What worries you the most?

I’ve said many times that populism is my main concern. I am not referring to Hungary or Poland. I am more worried about political parties that also in our Countries are rooted in fascist or Nazi ideology.

We must never stop saying that those ideas have already led Europe into catastrophe. I cannot understand how people could vote for those parties again.

What gives you hope?

Europe was once divided between Eastern and Western countries. Ursula von der Leyen was also elected with the votes of Eastern Europe. I believe this to be a positive element since it allows us to see Europe again as an integral whole. The new “Green Deal for Europe” is also a source of hope. Surely, it’s a very ambitious project, but it’s necessary to preserve life on our planet. When I talk about life, I refer to young people who have the right to live happily, to have a future like we have had. Climate change is a major challenge affecting the poor, the weakest in particular.

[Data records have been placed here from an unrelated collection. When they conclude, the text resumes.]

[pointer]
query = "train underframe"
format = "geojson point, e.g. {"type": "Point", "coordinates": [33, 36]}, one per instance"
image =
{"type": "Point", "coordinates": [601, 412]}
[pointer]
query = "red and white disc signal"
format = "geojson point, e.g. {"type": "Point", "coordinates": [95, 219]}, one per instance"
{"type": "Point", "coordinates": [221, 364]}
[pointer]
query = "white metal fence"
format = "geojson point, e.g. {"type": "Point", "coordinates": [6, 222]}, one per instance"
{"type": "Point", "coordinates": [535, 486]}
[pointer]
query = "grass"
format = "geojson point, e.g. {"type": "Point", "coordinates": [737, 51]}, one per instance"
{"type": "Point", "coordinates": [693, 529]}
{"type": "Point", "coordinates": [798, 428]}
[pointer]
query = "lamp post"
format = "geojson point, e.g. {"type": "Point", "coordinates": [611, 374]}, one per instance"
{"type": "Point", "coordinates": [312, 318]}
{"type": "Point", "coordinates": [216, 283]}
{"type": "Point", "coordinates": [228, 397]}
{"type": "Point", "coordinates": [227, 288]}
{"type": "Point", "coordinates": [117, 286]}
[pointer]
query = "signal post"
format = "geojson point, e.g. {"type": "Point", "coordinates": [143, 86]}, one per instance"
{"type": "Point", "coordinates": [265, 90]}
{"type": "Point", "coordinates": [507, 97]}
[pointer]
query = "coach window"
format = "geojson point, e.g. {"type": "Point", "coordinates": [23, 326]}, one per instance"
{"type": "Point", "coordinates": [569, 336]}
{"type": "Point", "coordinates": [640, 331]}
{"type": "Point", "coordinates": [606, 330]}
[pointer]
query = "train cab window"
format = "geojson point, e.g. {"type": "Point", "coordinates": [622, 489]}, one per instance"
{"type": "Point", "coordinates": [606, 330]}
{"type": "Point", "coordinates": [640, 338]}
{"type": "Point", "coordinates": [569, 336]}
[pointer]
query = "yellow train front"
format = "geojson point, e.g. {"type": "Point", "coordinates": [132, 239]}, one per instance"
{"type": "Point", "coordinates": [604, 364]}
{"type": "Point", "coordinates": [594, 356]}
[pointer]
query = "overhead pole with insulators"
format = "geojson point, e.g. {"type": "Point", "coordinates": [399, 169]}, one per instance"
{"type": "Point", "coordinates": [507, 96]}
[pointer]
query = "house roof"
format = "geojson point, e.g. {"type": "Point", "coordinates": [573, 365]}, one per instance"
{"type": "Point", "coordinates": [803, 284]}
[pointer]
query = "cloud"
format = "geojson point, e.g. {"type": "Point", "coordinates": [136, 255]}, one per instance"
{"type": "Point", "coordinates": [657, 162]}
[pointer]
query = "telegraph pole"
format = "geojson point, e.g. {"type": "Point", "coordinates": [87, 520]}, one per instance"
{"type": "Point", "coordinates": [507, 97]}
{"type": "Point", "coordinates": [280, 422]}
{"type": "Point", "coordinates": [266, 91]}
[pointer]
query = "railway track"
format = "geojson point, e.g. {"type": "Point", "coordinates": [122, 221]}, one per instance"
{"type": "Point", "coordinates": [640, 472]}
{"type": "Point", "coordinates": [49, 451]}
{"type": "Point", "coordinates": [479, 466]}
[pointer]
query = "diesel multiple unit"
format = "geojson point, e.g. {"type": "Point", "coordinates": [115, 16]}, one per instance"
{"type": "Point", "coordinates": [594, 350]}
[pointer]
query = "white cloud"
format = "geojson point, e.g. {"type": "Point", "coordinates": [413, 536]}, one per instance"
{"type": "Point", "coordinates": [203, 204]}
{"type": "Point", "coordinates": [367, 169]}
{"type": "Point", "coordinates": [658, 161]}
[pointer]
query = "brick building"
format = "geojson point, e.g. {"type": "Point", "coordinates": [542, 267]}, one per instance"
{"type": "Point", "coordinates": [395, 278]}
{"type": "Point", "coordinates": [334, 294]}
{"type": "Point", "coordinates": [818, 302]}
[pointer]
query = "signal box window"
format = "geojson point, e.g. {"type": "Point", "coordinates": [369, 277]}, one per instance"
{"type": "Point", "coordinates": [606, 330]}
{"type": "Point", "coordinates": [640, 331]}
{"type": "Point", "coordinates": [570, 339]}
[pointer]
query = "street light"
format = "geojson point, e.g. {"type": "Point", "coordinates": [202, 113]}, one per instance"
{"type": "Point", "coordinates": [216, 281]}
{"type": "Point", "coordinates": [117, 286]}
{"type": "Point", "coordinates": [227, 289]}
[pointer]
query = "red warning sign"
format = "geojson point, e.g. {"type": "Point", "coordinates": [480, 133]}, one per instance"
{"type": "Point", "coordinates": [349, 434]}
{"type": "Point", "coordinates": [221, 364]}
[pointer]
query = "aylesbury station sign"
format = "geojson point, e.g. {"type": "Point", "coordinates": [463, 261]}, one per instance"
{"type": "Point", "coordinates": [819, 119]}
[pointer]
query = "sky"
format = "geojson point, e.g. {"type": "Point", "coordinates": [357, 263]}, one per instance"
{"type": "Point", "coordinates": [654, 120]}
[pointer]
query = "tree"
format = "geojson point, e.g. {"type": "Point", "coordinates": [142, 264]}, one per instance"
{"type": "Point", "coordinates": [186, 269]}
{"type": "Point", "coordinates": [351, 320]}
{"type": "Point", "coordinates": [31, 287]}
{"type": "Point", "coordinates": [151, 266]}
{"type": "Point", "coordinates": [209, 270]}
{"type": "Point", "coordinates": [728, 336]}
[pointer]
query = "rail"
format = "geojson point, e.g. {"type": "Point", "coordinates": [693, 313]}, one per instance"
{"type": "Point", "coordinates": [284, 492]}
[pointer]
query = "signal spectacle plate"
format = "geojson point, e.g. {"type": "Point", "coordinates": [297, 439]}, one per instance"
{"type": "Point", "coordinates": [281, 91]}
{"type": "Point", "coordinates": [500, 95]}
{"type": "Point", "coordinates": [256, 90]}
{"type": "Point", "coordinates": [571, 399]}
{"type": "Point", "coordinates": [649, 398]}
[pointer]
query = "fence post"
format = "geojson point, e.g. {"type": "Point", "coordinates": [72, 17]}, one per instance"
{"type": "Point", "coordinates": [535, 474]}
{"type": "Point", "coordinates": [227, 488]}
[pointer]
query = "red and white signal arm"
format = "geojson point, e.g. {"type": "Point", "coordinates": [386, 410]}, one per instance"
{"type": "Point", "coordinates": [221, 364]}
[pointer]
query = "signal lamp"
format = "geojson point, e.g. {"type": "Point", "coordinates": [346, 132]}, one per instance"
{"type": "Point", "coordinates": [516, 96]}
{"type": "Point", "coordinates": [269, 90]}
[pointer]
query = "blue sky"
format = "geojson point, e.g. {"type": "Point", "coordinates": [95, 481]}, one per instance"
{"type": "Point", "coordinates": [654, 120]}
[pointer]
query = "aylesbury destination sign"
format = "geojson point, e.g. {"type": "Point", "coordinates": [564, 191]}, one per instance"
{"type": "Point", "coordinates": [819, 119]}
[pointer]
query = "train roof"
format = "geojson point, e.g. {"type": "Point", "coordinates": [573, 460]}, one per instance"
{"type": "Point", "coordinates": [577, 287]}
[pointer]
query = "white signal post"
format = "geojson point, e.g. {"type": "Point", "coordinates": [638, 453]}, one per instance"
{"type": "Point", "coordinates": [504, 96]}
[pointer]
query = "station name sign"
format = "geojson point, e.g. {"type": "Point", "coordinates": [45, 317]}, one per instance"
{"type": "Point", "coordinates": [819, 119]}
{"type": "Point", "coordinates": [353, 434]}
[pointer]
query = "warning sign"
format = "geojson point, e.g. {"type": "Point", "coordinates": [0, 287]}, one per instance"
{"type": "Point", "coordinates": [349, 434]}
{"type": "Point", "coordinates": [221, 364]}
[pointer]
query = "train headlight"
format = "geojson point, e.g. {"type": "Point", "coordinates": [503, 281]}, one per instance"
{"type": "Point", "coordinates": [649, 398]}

Why should Europe take action?

Because, especially here in Europe, people are living in a way that our planet can no longer sustain.

Let’s take my Country as an example. If everyone had the same standard of living as the Luxembourgers, even the resources of four or  five planets would not suffice. But we only have one planet and everyone has the right to live in this world. Therefore, we need to change our way of life.

How serious is the situation?

It can be seen in the growing number of climate migrants. And it is only just beginning.

Changes will be far greater than we can imagine today.

We only see the single effects of climate change. It is high time to change our lifestyles. We should also identify ethical rules for sustainable development. Globalisation – which in itself is a positive phenomenon – contains aspects of unbridled capitalism that must be absolutely reviewed.

How can the Churches contribute?

The Pope speaks of conversion. Personally I will propose to my diocese to introduce Friday as a day of fasting all year round. We must show people that this conversion is necessary and possible. We find ourselves in the midst of a culture that will lead us to death. The ecological conversion that is required of us is a conversion to life.